Une seule tête, au pas de l’oie !

Note explicative au barreau étranger intéressé :

1ère Question :
Comment accepter que l’Ordre des avocats de Paris (France) puisse rendre une décision empêchant un avocat de travailler et l’obliger à se dessaisir de sa clientèle, au seul motif qu’en intitulant la mesure ordonnée «d’interdiction provisoire», sa décision n’aurait pas la nature de «peine» alors que dans les faits elle en a tous les attributs ?

La suspension professionnelle nommée «provisoire» prévue à l’article 23 de la loi du 31 juillet 1971 régissant la profession d’avocat (donc promulguée antérieurement à l’application de la convention européenne des droits de l’homme) – a dans la réalité toutes les caractéristiques d’une peine en ses effets, puisqu’il y a dessaisissement total pour l’avocat concerné de tous ses dossiers et interdiction de son droit d’exercer sa profession sur décision de l’Ordre des avocats.

Il y a bien intrusion – avant toute décision judiciaire définitive - d’un tiers désigné « administrateur » du cabinet de l’avocat par une autorité disposant d’un pouvoir judiciaire qui décide de s’approprier les dossiers de cet avocat et d’interdire à ses clients, donc à des tiers à la profession, son libre choix de l’avocat en lui imposant un nouvel avocat qui prendra connaissance de son affaire sans en avoir obtenu le mandat (en violation du principe de la confidentialité) pour y donner la suite qu’il estimera nécessairement, laquelle n’est pas celle que le client souhaitait.

En effet l’avocat qui subie cette mesure, est privé du droit de désigner son remplaçant.

Il y a donc une entrave au libre choix de l’avocat. Ainsi, un client étranger pourrait se voir imposer un avocat qu’il n’aurait pas choisi, mais aussi pourrait se voir obligé par une décision à laquelle il n’est pas partie, se verrait privé de son conseil et imposer une défense qu’il n’a pas librement choisie.

L’Ordre en décidant de façon discrétionnaire en sa qualité de juridiction disciplinaire, ne peut être que partial puisque c’est son bâtonnier qui prend la décision d’engager des poursuites contre l’avocat. Celui qui représente l’entité unitaire de «conseil de l’Ordre» n’offre aucune garantie d’impartialité ni d’équité. Ce système consacre une confusion entre l’accusation, l’instruction et l’instance de jugement, toutes fonctions englobées sous le même organisme d’Ordre des avocats.
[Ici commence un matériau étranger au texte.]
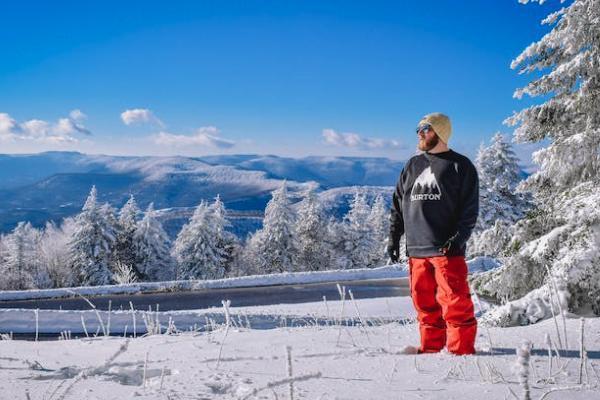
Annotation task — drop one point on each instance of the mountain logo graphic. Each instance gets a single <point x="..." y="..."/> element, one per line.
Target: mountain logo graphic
<point x="426" y="187"/>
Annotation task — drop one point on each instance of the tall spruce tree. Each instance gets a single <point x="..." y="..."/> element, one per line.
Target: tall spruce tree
<point x="127" y="225"/>
<point x="562" y="234"/>
<point x="358" y="236"/>
<point x="499" y="176"/>
<point x="313" y="251"/>
<point x="196" y="249"/>
<point x="379" y="226"/>
<point x="152" y="248"/>
<point x="21" y="267"/>
<point x="271" y="249"/>
<point x="93" y="242"/>
<point x="226" y="241"/>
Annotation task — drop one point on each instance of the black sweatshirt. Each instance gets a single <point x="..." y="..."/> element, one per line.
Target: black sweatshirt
<point x="436" y="199"/>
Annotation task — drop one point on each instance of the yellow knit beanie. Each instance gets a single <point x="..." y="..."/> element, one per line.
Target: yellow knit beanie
<point x="440" y="123"/>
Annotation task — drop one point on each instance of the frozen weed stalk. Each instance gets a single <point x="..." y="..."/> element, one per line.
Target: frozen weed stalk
<point x="523" y="356"/>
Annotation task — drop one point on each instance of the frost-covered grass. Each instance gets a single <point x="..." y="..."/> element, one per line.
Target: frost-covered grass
<point x="310" y="362"/>
<point x="287" y="278"/>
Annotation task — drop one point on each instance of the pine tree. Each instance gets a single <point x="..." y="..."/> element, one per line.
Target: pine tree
<point x="562" y="233"/>
<point x="499" y="177"/>
<point x="196" y="250"/>
<point x="226" y="241"/>
<point x="312" y="248"/>
<point x="55" y="252"/>
<point x="152" y="248"/>
<point x="127" y="225"/>
<point x="379" y="227"/>
<point x="358" y="238"/>
<point x="93" y="242"/>
<point x="21" y="268"/>
<point x="271" y="249"/>
<point x="336" y="240"/>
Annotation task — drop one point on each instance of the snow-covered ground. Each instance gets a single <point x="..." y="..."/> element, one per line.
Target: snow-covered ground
<point x="328" y="360"/>
<point x="477" y="264"/>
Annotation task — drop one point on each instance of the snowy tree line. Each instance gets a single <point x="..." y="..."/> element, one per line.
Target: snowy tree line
<point x="102" y="245"/>
<point x="553" y="253"/>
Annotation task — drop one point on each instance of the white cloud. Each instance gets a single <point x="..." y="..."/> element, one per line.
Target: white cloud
<point x="206" y="136"/>
<point x="356" y="141"/>
<point x="140" y="116"/>
<point x="38" y="130"/>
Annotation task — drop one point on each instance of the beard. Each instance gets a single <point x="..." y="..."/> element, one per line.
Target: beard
<point x="428" y="144"/>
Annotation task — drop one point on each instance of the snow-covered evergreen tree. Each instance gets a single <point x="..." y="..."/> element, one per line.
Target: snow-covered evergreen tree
<point x="93" y="242"/>
<point x="358" y="236"/>
<point x="125" y="246"/>
<point x="196" y="249"/>
<point x="225" y="241"/>
<point x="379" y="227"/>
<point x="498" y="170"/>
<point x="271" y="249"/>
<point x="336" y="241"/>
<point x="153" y="249"/>
<point x="55" y="252"/>
<point x="313" y="251"/>
<point x="562" y="234"/>
<point x="21" y="268"/>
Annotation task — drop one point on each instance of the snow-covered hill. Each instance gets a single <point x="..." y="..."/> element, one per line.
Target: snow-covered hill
<point x="52" y="185"/>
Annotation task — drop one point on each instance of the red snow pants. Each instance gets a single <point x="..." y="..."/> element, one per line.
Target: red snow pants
<point x="441" y="296"/>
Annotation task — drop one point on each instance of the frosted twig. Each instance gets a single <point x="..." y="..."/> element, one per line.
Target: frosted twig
<point x="581" y="350"/>
<point x="559" y="390"/>
<point x="327" y="310"/>
<point x="84" y="327"/>
<point x="93" y="308"/>
<point x="554" y="317"/>
<point x="562" y="313"/>
<point x="270" y="385"/>
<point x="290" y="371"/>
<point x="226" y="304"/>
<point x="162" y="377"/>
<point x="549" y="344"/>
<point x="108" y="317"/>
<point x="133" y="317"/>
<point x="487" y="329"/>
<point x="37" y="327"/>
<point x="145" y="370"/>
<point x="362" y="321"/>
<point x="523" y="355"/>
<point x="342" y="292"/>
Cet article 23 de la loi du 31 décembre 1971 régissant la profession d’avocat apparaît dès lors plus comme une arme mise à la disposition d’un groupe par le pouvoir politique pour lui permettre d’intervenir dans le cours d’un procès ou maintenir une ligne politique.
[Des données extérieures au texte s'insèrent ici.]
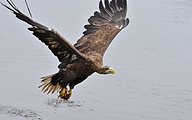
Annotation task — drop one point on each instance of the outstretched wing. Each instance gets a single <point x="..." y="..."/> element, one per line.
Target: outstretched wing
<point x="103" y="27"/>
<point x="59" y="46"/>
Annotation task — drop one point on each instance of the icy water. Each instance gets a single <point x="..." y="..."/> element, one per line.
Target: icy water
<point x="152" y="58"/>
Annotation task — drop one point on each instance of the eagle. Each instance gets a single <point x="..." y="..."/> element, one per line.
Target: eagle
<point x="85" y="57"/>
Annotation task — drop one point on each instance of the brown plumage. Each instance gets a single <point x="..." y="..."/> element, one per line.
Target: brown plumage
<point x="86" y="56"/>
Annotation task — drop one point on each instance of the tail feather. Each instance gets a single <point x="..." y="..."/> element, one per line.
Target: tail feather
<point x="47" y="86"/>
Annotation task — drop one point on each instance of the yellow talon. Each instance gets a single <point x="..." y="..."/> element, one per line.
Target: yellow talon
<point x="64" y="94"/>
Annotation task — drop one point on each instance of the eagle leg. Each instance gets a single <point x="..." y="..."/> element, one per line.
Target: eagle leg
<point x="65" y="94"/>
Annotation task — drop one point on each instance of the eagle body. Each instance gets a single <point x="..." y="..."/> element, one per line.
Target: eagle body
<point x="85" y="57"/>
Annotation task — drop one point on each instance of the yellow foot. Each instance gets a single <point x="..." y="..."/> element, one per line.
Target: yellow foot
<point x="65" y="94"/>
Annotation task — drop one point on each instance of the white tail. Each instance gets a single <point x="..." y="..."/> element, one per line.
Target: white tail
<point x="47" y="86"/>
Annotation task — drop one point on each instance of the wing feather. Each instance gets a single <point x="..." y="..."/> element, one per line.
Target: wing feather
<point x="59" y="46"/>
<point x="103" y="27"/>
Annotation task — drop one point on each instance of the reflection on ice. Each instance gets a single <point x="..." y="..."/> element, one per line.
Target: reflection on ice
<point x="64" y="103"/>
<point x="20" y="112"/>
<point x="181" y="11"/>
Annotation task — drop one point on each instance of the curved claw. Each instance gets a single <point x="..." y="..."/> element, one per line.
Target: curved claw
<point x="65" y="94"/>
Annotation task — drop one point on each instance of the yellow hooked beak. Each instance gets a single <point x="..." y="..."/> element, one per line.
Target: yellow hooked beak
<point x="110" y="71"/>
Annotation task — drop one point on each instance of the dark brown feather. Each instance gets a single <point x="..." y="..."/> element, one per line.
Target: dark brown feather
<point x="103" y="27"/>
<point x="59" y="46"/>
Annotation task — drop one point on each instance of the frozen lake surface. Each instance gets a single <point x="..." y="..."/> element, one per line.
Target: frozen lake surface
<point x="152" y="58"/>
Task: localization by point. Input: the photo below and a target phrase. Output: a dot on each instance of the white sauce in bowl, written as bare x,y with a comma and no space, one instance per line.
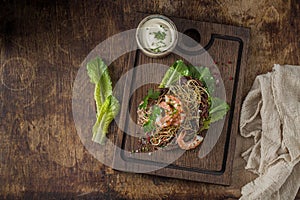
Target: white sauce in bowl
156,35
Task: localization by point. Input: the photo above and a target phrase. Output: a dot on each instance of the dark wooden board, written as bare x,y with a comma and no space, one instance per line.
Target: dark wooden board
227,45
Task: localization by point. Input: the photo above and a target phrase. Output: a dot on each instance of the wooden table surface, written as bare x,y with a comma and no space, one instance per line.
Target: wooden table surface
42,45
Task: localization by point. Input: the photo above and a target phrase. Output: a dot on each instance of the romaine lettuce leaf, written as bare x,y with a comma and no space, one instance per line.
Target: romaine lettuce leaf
98,73
107,105
108,111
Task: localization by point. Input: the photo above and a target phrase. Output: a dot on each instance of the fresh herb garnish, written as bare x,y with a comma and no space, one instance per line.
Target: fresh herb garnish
151,95
218,107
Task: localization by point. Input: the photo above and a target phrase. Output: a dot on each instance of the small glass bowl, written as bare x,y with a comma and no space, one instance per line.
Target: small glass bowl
156,36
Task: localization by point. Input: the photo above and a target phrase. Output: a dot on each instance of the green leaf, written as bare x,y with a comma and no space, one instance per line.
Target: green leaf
98,73
150,125
151,95
108,111
174,73
107,105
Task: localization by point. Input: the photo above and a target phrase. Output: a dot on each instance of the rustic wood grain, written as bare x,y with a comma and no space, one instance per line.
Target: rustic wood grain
42,44
227,47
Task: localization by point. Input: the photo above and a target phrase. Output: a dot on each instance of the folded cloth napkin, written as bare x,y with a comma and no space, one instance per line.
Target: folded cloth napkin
271,115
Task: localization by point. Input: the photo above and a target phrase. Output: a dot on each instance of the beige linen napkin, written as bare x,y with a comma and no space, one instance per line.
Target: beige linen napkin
271,115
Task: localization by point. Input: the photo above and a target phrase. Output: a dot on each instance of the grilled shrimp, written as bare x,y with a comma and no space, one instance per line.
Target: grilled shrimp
173,112
188,145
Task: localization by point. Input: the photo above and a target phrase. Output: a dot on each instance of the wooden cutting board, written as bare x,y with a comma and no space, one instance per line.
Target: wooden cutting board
227,45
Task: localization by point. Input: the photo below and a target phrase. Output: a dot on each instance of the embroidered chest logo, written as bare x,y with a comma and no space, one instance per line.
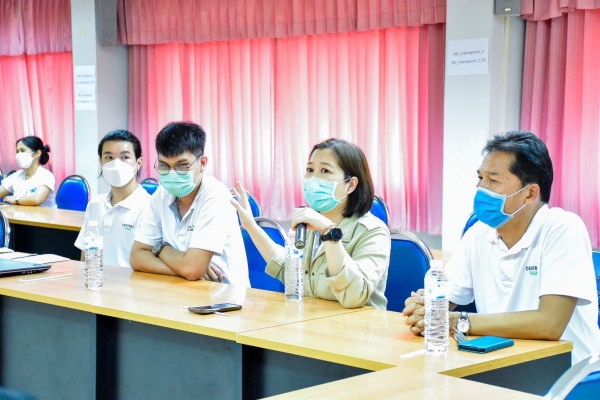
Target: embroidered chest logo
532,270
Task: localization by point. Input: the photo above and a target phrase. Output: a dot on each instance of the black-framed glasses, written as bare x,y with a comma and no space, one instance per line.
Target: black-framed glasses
181,169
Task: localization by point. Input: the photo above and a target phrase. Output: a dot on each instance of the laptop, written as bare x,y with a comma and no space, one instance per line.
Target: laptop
16,267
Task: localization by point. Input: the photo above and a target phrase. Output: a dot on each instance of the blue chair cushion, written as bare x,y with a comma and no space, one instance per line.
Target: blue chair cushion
72,194
408,266
256,263
378,210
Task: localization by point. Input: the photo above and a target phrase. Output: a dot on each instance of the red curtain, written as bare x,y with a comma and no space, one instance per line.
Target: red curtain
561,103
540,10
201,21
34,27
264,103
36,98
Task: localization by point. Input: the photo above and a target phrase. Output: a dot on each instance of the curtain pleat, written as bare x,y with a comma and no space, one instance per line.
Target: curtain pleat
561,104
201,21
35,27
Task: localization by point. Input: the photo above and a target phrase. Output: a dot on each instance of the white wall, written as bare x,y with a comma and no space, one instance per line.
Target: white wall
112,85
477,106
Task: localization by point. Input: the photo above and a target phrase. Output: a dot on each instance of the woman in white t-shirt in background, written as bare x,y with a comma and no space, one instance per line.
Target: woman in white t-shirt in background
118,211
32,185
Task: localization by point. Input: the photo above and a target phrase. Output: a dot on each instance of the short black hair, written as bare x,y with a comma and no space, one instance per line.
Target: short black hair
353,162
35,143
121,135
532,163
178,137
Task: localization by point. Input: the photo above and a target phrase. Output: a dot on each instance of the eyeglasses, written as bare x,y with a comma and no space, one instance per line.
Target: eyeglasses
181,169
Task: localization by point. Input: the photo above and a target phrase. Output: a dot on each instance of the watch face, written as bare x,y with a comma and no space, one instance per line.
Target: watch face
336,234
463,325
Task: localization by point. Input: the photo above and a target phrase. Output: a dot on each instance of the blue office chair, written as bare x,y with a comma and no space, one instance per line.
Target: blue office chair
4,229
596,260
470,222
581,381
380,210
73,193
254,206
150,184
256,264
409,262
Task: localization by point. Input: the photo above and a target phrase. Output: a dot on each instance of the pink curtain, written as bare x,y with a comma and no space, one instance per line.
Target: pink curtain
264,103
540,10
34,27
36,98
201,21
561,103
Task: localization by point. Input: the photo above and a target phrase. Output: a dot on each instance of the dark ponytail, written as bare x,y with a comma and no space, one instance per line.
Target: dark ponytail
34,143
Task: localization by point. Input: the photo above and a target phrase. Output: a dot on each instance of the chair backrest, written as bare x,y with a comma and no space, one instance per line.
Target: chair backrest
4,229
254,206
470,222
150,184
596,260
380,210
73,193
409,262
256,264
581,381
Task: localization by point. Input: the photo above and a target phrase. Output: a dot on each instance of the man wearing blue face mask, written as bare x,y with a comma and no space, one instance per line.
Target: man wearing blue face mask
190,229
527,266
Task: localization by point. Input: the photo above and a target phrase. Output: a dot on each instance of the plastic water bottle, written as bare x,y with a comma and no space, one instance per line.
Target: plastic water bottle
437,333
294,288
93,245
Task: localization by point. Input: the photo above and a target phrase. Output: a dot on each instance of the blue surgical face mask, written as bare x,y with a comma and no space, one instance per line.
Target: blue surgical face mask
489,207
320,194
178,185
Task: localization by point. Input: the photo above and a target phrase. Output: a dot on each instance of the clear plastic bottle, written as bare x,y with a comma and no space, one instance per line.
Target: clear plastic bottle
437,333
93,246
294,288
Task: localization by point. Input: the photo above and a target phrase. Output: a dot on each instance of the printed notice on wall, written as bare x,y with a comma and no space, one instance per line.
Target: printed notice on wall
85,87
467,57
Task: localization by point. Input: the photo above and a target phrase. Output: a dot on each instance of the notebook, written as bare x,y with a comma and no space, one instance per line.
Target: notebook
16,267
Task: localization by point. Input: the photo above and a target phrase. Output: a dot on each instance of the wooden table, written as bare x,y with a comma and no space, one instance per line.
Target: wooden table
377,340
132,340
44,230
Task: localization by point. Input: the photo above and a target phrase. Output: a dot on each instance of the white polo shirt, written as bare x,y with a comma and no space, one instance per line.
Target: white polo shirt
552,258
210,224
21,187
117,224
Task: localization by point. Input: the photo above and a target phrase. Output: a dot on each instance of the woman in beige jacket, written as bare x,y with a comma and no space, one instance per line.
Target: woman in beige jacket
347,248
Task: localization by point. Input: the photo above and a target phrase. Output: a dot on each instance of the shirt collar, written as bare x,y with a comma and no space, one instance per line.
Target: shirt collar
530,234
 Ainsi tout avocat qui s’en prendrait au gouvernement et à ses membres pourrait faire l’objet d’une mesure d’interdiction provisoire discrétionnaire sur ordre donné au Bâtonnier. Ceci explique que cette fonction soit exercée soit par des ambitieux soit par des hommes sans envergure.

Or cette mesure «d’interdiction provisoire» ne diffère en rien en ses effets de «l’interdiction de temporaire» qui elle, a la qualité de peine parce qu’elle résulte d’une décision de jugement, qu’elle doit être motivée et qu’elle bénéficie du double degré de juridiction.
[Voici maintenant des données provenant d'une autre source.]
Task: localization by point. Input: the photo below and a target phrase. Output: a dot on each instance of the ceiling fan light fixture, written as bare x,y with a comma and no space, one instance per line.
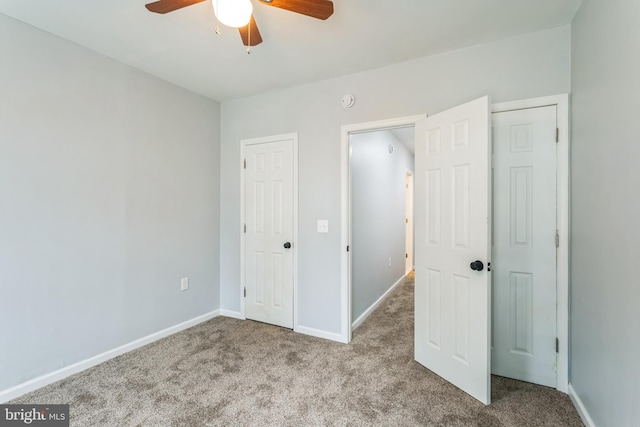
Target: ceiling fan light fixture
233,13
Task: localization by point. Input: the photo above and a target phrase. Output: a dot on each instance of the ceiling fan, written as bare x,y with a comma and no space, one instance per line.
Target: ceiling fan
320,9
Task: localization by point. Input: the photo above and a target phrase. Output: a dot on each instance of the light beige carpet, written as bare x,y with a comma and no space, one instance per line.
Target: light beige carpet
228,372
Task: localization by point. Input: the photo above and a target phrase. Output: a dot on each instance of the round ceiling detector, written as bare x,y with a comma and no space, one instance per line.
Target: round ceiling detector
348,100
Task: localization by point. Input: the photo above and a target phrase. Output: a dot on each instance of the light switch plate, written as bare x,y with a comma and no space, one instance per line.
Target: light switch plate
323,226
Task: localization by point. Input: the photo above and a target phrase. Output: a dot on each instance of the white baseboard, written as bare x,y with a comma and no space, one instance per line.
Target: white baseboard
582,411
319,333
41,381
231,313
375,305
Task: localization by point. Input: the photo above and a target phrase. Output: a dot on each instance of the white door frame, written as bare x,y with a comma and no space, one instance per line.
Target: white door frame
409,224
345,223
264,140
562,104
562,220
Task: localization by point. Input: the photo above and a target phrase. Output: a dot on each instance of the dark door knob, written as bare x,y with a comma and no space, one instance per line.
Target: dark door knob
477,266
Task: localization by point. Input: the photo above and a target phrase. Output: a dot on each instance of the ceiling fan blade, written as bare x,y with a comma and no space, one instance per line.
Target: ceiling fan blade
321,9
256,38
165,6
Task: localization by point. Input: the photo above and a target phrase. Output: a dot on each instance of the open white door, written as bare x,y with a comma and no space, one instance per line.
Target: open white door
269,229
452,212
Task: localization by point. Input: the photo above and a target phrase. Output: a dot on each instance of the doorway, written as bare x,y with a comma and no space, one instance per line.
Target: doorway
269,229
379,161
562,198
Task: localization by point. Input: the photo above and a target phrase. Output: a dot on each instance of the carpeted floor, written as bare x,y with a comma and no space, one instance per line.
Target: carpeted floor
228,372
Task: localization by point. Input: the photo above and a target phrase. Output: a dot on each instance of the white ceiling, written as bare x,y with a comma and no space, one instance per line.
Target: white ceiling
182,47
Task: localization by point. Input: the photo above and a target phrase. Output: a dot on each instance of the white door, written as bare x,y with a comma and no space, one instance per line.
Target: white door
269,219
524,249
408,267
452,211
Nonobstant elle s’en distingue dans la forme parce qu’elle est rendue sans motivation, qu’elle intervienne avant toute condamnation ou, pire encore, après condamnation. Elle est  donc le fait du prince et donne un pouvoir exorbitant à celui qui en dispose pour contourner par exemple le principe supérieur de l’effet suspensif des recours.

Elle émane du seul juge de première instance, avant ou après sa décision, sans qu’aucune juridiction de second degré ne soit en droit d’en vérifier ni le bien fondé ni sa légalité. Par comparaison en matière pénale, le juge d’instruction a le droit d’ordonner la détention provisoire, mais cette mesure reste sous le contrôle du double degré : la Chambre de l’instruction. La suspension «provisoire» qui ne se distingue pas concrètement de la détention temporaire se voit, quant à elle, interdite de confusion.

Il est ainsi établi, pour les seuls avocats, une double peine cumulée.

Si elle intervient après la condamnation à une peine, elle constitue simple détournement du droit général pour priver l’avocat condamné de l’effet suspensif de la voie d’appel et devient arme d’une vengeance personnelle, preuve de la partialité et du manque d’équité d’un Ordre (capable de soutenir devant la même Cour et le même jour tantôt l’absence de confusion et tantôt la confusion selon la personne de l’avocat concerné – arrêts des 1er et 2 juillet 2003 CA PARIS 1ère Chambre A).

Ainsi la loi du 31 décembre 1971 donne un pouvoir extraordinaire et discrétionnaire à une juridiction professionnelle : celui d’infliger sa propre peine féodale avant tout procès définitif, sans qu’un texte particulier ne vienne déroger ni aux principes généraux du droit ni à celui de la procédure. La porte est ainsi ouverte à tous les abus et toutes les combinationes.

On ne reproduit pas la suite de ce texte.